C++ char array null terminator location

John Mahoney picture John Mahoney · Apr 7, 2012 · Viewed 45.4k times · Source

I am a student learning C++, and I am trying to understand how null-terminated character arrays work. Suppose I define a char array like so:

char* str1 = "hello world";

As expected, strlen(str1) is equal to 11, and it is null-terminated.

Where does C++ put the null terminator, if all 11 elements of the above char array are filled with the characters "hello world"? Is it actually allocating an array of length 12 instead of 11, with the 12th character being '\0'? CPlusPlus.com seems to suggest that one of the 11 would need to be '\0', unless it is indeed allocating 12.

Suppose I do the following:

// Create a new char array
char* str2 = (char*) malloc( strlen(str1) );

// Copy the first one to the second one
strncpy( str2, str1, strlen(str1) );

// Output the second one
cout << "Str2: " << str2 << endl;

This outputs Str2: hello worldatcomY╗°g♠↕, which I assume is C++ reading the memory at the location pointed to by the pointer char* str2 until it encounters what it interprets to be a null character.

However, if I then do this:

// Null-terminate the second one
str2[strlen(str1)] = '\0';

// Output the second one again
cout << "Terminated Str2: " << str2 << endl;

It outputs Terminated Str2: hello world as expected.

But doesn't writing to str2[11] imply that we are writing outside of the allocated memory space of str2, since str2[11] is the 12th byte, but we only allocated 11 bytes?

Running this code does not seem to cause any compiler warnings or run-time errors. Is this safe to do in practice? Would it be better to use malloc( strlen(str1) + 1 ) instead of malloc( strlen(str1) )?

Answer

JaredPar picture JaredPar · Apr 7, 2012

In the case of a string literal the compiler is actually reserving an extra char element for the \0 element.

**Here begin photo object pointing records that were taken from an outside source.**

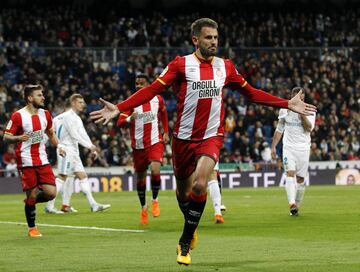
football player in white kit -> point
(296, 151)
(70, 130)
(215, 195)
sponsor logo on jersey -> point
(147, 116)
(36, 136)
(164, 71)
(9, 125)
(206, 88)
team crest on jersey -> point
(147, 117)
(164, 71)
(206, 88)
(9, 125)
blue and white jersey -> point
(70, 131)
(295, 136)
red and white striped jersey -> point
(33, 151)
(199, 88)
(145, 129)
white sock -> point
(68, 190)
(300, 191)
(85, 188)
(215, 195)
(59, 188)
(290, 187)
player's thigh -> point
(184, 159)
(29, 179)
(78, 167)
(184, 186)
(65, 164)
(155, 156)
(204, 169)
(289, 160)
(46, 175)
(302, 165)
(141, 159)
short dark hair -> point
(144, 76)
(200, 23)
(73, 97)
(29, 89)
(295, 90)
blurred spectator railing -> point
(111, 54)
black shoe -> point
(183, 255)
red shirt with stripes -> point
(145, 129)
(33, 151)
(199, 87)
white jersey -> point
(70, 131)
(295, 136)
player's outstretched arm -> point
(108, 112)
(299, 106)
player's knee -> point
(50, 195)
(200, 187)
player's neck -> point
(31, 109)
(201, 57)
(74, 110)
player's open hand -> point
(94, 155)
(62, 152)
(299, 106)
(108, 112)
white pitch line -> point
(73, 227)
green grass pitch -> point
(258, 234)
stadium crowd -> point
(69, 26)
(331, 77)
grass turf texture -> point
(258, 234)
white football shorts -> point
(296, 160)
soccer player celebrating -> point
(296, 150)
(147, 144)
(198, 80)
(71, 132)
(27, 127)
(215, 194)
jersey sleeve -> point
(48, 119)
(14, 124)
(311, 119)
(281, 123)
(170, 73)
(122, 118)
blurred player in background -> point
(147, 145)
(27, 127)
(71, 132)
(215, 195)
(198, 80)
(296, 151)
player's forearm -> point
(53, 139)
(276, 139)
(10, 138)
(264, 98)
(142, 96)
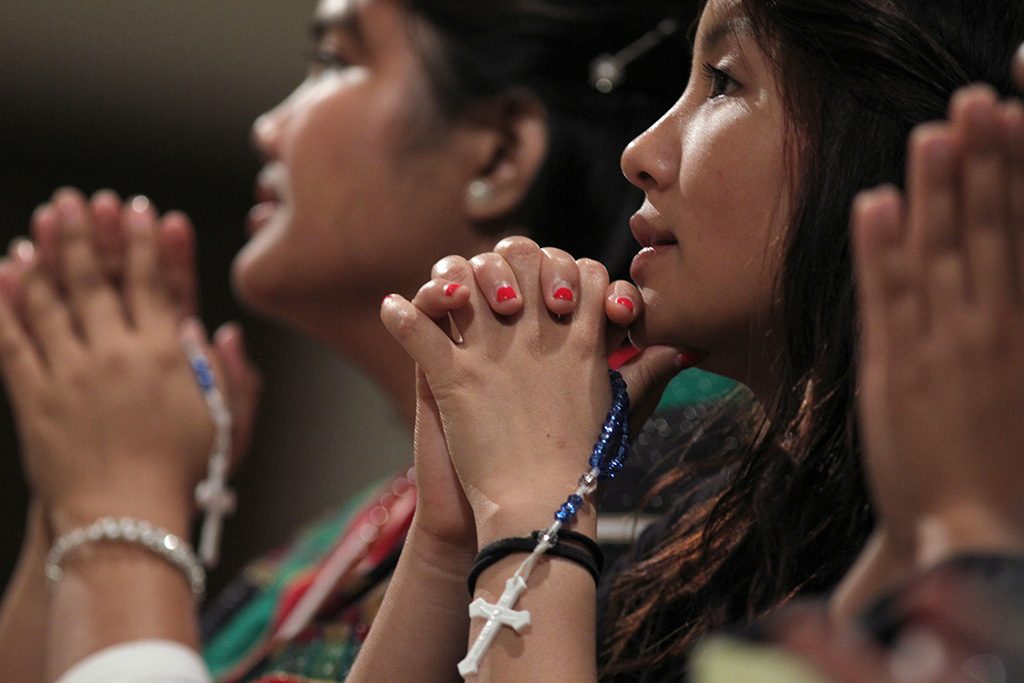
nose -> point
(651, 161)
(266, 131)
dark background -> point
(156, 97)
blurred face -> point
(363, 185)
(717, 203)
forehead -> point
(720, 19)
(333, 8)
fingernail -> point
(939, 152)
(140, 204)
(23, 250)
(563, 293)
(687, 359)
(506, 293)
(69, 209)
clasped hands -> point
(92, 317)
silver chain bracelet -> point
(134, 531)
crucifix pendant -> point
(498, 614)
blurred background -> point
(156, 97)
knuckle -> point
(450, 266)
(114, 361)
(487, 260)
(592, 270)
(403, 322)
(558, 255)
(517, 246)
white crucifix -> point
(498, 614)
(216, 501)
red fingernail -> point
(563, 294)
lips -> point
(646, 235)
(269, 190)
(654, 243)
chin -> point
(253, 290)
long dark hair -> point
(856, 77)
(483, 49)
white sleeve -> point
(140, 662)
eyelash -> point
(719, 81)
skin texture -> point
(940, 275)
(942, 290)
(365, 125)
(714, 175)
(345, 184)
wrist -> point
(173, 515)
(518, 517)
(444, 556)
(965, 528)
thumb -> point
(647, 374)
(243, 384)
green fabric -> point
(249, 625)
(694, 386)
(729, 660)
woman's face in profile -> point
(359, 194)
(717, 201)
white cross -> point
(498, 615)
(216, 501)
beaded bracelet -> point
(133, 531)
(589, 557)
(605, 461)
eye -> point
(719, 82)
(322, 60)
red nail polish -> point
(563, 294)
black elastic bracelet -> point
(595, 550)
(589, 557)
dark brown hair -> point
(491, 48)
(856, 76)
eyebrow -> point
(731, 27)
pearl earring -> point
(479, 193)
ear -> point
(511, 146)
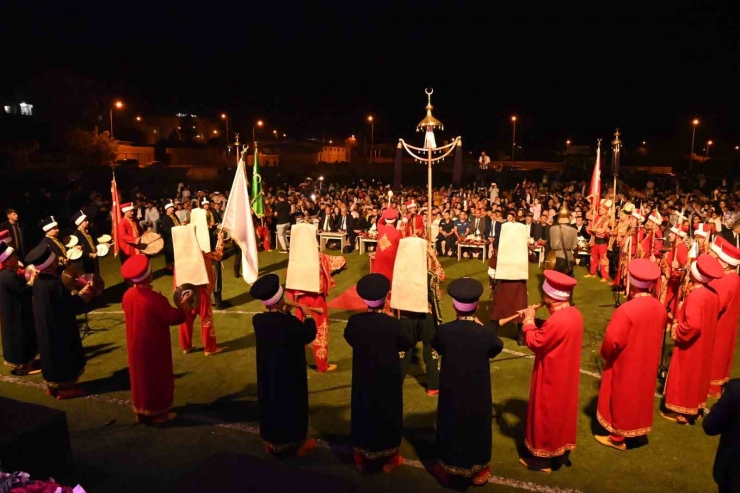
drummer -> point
(88, 261)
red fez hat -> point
(726, 251)
(136, 268)
(643, 273)
(706, 269)
(558, 286)
(390, 214)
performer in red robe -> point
(598, 228)
(203, 307)
(632, 350)
(301, 247)
(413, 222)
(693, 332)
(129, 233)
(728, 290)
(552, 413)
(673, 265)
(148, 317)
(388, 239)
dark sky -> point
(568, 69)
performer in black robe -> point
(88, 262)
(16, 316)
(377, 382)
(62, 357)
(169, 221)
(464, 412)
(282, 382)
(50, 227)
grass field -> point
(216, 398)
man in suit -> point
(16, 231)
(724, 420)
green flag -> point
(258, 198)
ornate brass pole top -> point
(429, 120)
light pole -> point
(118, 105)
(428, 124)
(693, 134)
(513, 142)
(225, 118)
(258, 124)
(372, 138)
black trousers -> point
(422, 327)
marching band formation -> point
(682, 286)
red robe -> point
(728, 290)
(691, 364)
(327, 265)
(385, 254)
(552, 413)
(148, 317)
(129, 232)
(631, 348)
(414, 226)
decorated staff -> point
(464, 413)
(377, 379)
(282, 382)
(728, 290)
(148, 317)
(88, 261)
(552, 413)
(193, 265)
(693, 331)
(16, 314)
(632, 350)
(169, 221)
(60, 345)
(415, 295)
(307, 282)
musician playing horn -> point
(148, 317)
(282, 382)
(16, 314)
(60, 345)
(632, 350)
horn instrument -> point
(518, 314)
(293, 304)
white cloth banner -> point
(237, 219)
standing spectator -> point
(282, 215)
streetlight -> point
(693, 134)
(118, 105)
(223, 117)
(513, 141)
(372, 138)
(258, 124)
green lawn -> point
(217, 398)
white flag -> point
(238, 220)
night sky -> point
(568, 70)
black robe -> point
(62, 356)
(377, 382)
(88, 264)
(16, 320)
(464, 410)
(282, 382)
(169, 222)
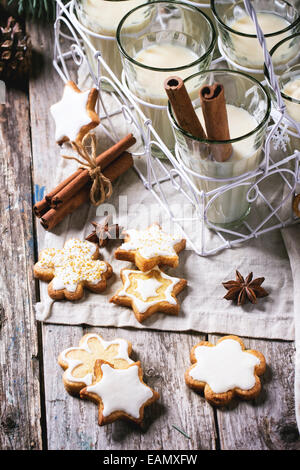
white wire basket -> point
(157, 174)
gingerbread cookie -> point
(150, 247)
(78, 362)
(71, 269)
(225, 370)
(119, 393)
(74, 114)
(149, 292)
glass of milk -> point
(178, 40)
(277, 19)
(288, 75)
(99, 19)
(248, 110)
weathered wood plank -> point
(72, 422)
(267, 423)
(19, 364)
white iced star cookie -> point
(78, 362)
(149, 292)
(119, 393)
(225, 370)
(71, 269)
(150, 247)
(74, 114)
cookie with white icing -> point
(119, 393)
(72, 269)
(75, 114)
(78, 362)
(149, 292)
(150, 247)
(225, 370)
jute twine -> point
(101, 188)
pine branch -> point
(38, 9)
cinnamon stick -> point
(183, 108)
(53, 216)
(216, 120)
(71, 185)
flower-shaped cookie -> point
(225, 370)
(74, 114)
(71, 269)
(79, 362)
(119, 393)
(150, 247)
(149, 292)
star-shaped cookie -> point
(225, 370)
(119, 393)
(71, 269)
(149, 292)
(78, 362)
(75, 114)
(150, 247)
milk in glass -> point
(102, 17)
(292, 89)
(149, 84)
(247, 50)
(232, 205)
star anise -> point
(242, 289)
(104, 231)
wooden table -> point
(35, 410)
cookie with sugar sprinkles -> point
(78, 361)
(71, 269)
(119, 393)
(149, 292)
(225, 370)
(75, 114)
(150, 247)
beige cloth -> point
(203, 308)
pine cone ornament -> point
(15, 53)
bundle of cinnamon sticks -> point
(214, 112)
(75, 190)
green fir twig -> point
(37, 9)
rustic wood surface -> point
(35, 410)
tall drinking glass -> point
(99, 19)
(277, 19)
(179, 39)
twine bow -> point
(101, 188)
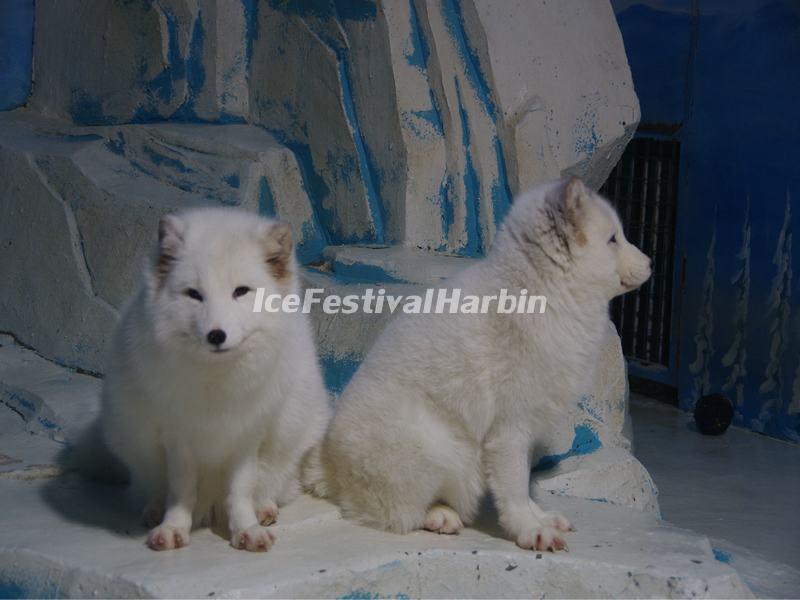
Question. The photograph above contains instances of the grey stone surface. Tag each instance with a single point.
(64, 537)
(80, 208)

// Create a new char array
char* str2 = (char*) malloc( strlen(str1) );

This is a common mistake new C programmers make. When allocating the storage for a char* you need to allocate the number of characters + 1 more to store the \0. Not allocating the extra storage here means this line is also illegal

// Null-terminate the second one
str2[strlen(str1)] = '\0';

Here you're actually writing past the end of the memory you allocated. When allocating X elements the last legal byte you can access is the memory address offset by X - 1. Writing to the X element causes undefined behavior. It will often work but is a ticking time bomb.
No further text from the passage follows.